I hear voices shouting, “Get your shit together, woman. Get off this wheel you’re riding!” And I agree. Wholeheartedly. But as much as I want to stop spinning, whatever it is that I’ve set in motion just keeps on keeping on. And, after yesterday, I can only assume I’m way too naïve to interact with people constructively, which hurts awfully and is a big part of the problem. Also, I didn’t see any of this most recent stuff coming my way. Seriously. But it’s here, and it’s rough – really, really rough. So, what’s the solution?
Right now, I’m too vulnerable to discern whether to use a fork or a spoon, so have to sit with what’s going on. My stomach turns just thinking about surrendering, but I have no choice. In the meantime, however, what I have to do is pack up again. I’ll be moving on within a couple of days. Where I’m going is still up in the air. I know where my heart longs to be, and that’s all I know at this point.

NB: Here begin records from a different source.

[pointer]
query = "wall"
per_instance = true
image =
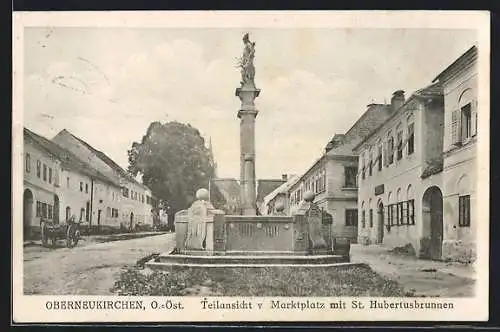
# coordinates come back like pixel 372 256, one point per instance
pixel 128 205
pixel 41 190
pixel 459 173
pixel 401 180
pixel 433 131
pixel 71 196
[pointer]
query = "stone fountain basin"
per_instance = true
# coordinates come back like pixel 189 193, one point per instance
pixel 246 260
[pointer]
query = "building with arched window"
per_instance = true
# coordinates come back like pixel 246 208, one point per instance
pixel 424 184
pixel 460 85
pixel 398 161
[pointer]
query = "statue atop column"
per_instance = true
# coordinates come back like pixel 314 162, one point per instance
pixel 246 62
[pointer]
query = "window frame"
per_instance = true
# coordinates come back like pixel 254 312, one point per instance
pixel 411 139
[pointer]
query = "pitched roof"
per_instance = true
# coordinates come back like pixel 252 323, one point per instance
pixel 281 189
pixel 433 166
pixel 110 162
pixel 467 54
pixel 266 186
pixel 433 90
pixel 67 158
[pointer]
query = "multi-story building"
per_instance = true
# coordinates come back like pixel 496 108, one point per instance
pixel 225 193
pixel 135 200
pixel 460 86
pixel 333 176
pixel 279 196
pixel 400 162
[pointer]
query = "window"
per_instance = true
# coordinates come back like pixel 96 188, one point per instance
pixel 466 121
pixel 350 176
pixel 38 209
pixel 464 211
pixel 379 158
pixel 390 157
pixel 400 145
pixel 402 213
pixel 27 163
pixel 351 217
pixel 403 208
pixel 411 139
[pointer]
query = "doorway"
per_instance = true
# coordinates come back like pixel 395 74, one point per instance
pixel 55 217
pixel 27 213
pixel 432 214
pixel 380 223
pixel 131 227
pixel 99 220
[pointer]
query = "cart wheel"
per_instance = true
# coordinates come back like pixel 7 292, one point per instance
pixel 43 234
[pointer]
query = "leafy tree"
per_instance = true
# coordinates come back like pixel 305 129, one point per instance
pixel 174 163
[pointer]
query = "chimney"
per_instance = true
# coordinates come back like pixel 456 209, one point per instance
pixel 398 99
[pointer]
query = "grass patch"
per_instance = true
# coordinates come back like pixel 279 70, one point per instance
pixel 257 281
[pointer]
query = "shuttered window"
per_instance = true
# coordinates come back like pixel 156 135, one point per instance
pixel 411 139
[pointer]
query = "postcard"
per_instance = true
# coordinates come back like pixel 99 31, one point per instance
pixel 246 166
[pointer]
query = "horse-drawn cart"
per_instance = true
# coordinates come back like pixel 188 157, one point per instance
pixel 69 231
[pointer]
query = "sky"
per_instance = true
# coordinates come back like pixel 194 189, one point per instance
pixel 106 85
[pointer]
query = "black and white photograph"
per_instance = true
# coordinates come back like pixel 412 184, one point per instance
pixel 237 166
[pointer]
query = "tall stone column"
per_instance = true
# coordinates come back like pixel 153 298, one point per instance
pixel 247 115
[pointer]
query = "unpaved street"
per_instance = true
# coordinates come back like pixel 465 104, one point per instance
pixel 87 269
pixel 422 277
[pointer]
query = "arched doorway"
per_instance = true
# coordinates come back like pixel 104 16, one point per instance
pixel 27 213
pixel 432 217
pixel 55 217
pixel 380 222
pixel 131 226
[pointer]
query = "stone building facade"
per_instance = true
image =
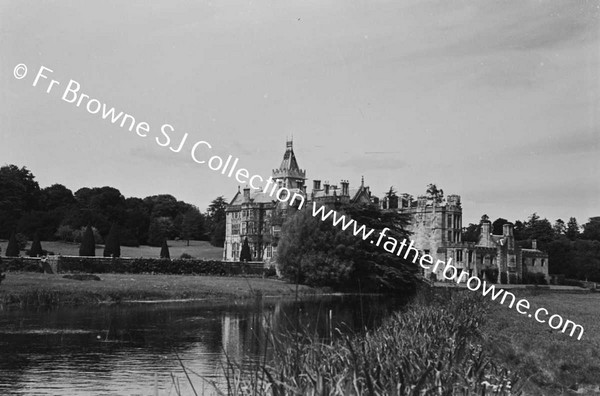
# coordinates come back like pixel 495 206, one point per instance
pixel 436 227
pixel 257 216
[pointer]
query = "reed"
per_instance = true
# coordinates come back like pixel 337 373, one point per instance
pixel 431 348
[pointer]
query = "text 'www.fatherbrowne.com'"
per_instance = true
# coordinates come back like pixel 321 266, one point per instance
pixel 473 283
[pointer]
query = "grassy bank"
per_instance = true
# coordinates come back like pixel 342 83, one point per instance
pixel 553 362
pixel 434 347
pixel 34 289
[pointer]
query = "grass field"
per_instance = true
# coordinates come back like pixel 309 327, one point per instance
pixel 552 361
pixel 197 249
pixel 53 289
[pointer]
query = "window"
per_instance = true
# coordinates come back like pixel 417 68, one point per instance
pixel 235 250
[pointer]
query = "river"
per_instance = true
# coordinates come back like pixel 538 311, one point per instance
pixel 140 349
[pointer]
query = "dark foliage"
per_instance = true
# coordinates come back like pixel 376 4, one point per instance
pixel 12 250
pixel 164 250
pixel 245 253
pixel 112 245
pixel 149 266
pixel 316 253
pixel 88 243
pixel 36 247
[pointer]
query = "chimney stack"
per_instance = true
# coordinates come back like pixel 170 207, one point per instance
pixel 484 238
pixel 345 187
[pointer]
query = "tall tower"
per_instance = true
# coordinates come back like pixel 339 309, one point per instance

So, here’s my wish. I wish for my faith in LOA to bear fruit now. It is time for me to be fully present and in service. I require constancy, stability, and support to do so. Period. I also deserve it. We all do. Furthermore “I know I won’t fail because I am fighting for my dreams. I know what I want from life. And, I believe my dreams are possible, I have no fear.” (Reworked quote from Paulo Coelho.)